Spore (c) Maxis / Electronic Arts
Jeu événement au concept pour ainsi dire insaisissable,
Spore faisait figure d'OVNI au milieu de toutes les productions formatées, de toutes les suites qui s'accumulaient sur les divers stands du salon. Mis au point depuis plusieurs années par Will Wright le génial créateur de
SimCity et des
Sims, ce jeu devrait être édité au cours du second trimestre 2007 par Electronic Arts sur PC. Les rumeurs parlent toutefois d'une possible adaptation sur
Playstation 3 et
Xbox 360. Après les diverses annonces qui ont émaillé l'année, l'E3 2006 aura été pour beaucoup le premier véritable contact avec ce titre incroyablement ambitieux.
Résumer le fonctionnement de
Spore n'est effectivement pas chose aisée. Disons donc qu'une partie se découpe en six phases bien distinctes auxquelles correspond un style de gameplay radicalement différent. Chacune de ces phases tend à reprendre l'évolution de notre organisme vivant de son stade le plus élémentaire (organisme microscopique) à son stade le plus perfectionné (la conquête spatiale). Au cours de la présentation qu'il en a faite, Will Wright n'a pas pris la peine de détailler chacune de ces phases et les choses ont débuté par la seconde, l'étape « créature ». Le joueur se voit alors confier un éditeur qui lui permet de créer son espèce vivante à partir d'un drôle de patatoïde plutôt informe. Il suffit alors de choisir les différentes pièces ou parties du corps que l'on veut ajouter pour aboutir à une bestiole dotée de trois paires de bras, de deux bouches ou à n'importe quoi d'autre... les possibilités sont tout simplement énormes puisqu'il est question de plus de 400 éléments différents à utiliser.
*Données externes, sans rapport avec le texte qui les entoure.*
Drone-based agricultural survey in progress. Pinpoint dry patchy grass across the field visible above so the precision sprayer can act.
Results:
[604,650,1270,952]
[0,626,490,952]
Simple d'accès, cette partie du jeu devrait déjà amuser de nombreux joueurs, mais il faut tenter de faire survivre notre créature dans un monde qui ne lui est pas favorable. On la contrôle alors simplement en usant du couple clavier / souris et il est amusant de la voir se dandiner dans le monde ou de la faire sauter, mais il faut penser à la maintenir en vie et pour cela, le meilleur moyen est encore de la nourrir. On gagne alors petit à petit des points d'ADN qui permettent de générer une véritable descendance à sa créature originelle et surtout de débloquer de nouveaux éléments dans l'éditeur de bébêtes.... le but étant ici d'améliorer un peu sa créature avant la prochaine étape du jeu. Après quelque temps, il devient effectivement possible de contrôler non plus une, mais tout un groupe de nos créatures qui vont apprendre à communiquer et à travailler de concert, nous faisant alors atteindre le stade tribal où le gameplay ressemble beaucoup plus... je vous le donne en mille... à
SimCity bien sûr !
Plus classique, cette étape tribale n'a pas vraiment été présentée par Will Wright qui a préféré passer directement au stade spatial. Ici, il faut gérer sa planète mère, mais également les autres planètes de son système pour en faire des colonies. Bientôt, on pourra quitter ledit système pour explorer la galaxie et aller à la rencontre des autres joueurs. Là encore,
Spore prend une dimension absolument inédite : il est effectivement possible de croiser les créations de tous les autres joueurs puisque
Spore duplique sur ses propres serveurs l'ensemble du contenu mis au point par les différents joueurs ! Du coup, les systèmes de la galaxie sont très différents les uns des autres et beaucoup plus variés que si les développeurs avaient été dans l'obligation de tous les imaginer. Les rencontres avec les autres joueurs peuvent se faire de manière pacifique, mais aussi déboucher sur de terribles conflits suivant le caractère des créatures rencontrées.
S'il n'a pas répondu à toutes les questions qui pouvaient se poser, Will Wright a sans aucun doute frappé très fort avec cette présentation d'un jeu qui restait jusqu'à présent très mystérieux. En théorie, le concept mis en place par le créateur des
Sims est évidemment très alléchant et les possibilités offertes à chaque étape du jeu feront rêver plus d'un joueur. Nous n'avons hélas pas pu jouer par nous-mêmes à ce titre, pas plus que nous avons pu juger de son intérêt à long terme ou des transitions entre les différentes phases. Autant de questions encore en suspend qui nous empêchent d'être complètement enthousiastes, mais une chose est cependant certaine : nous allons surveiller de très près la dernière création de Will Wright.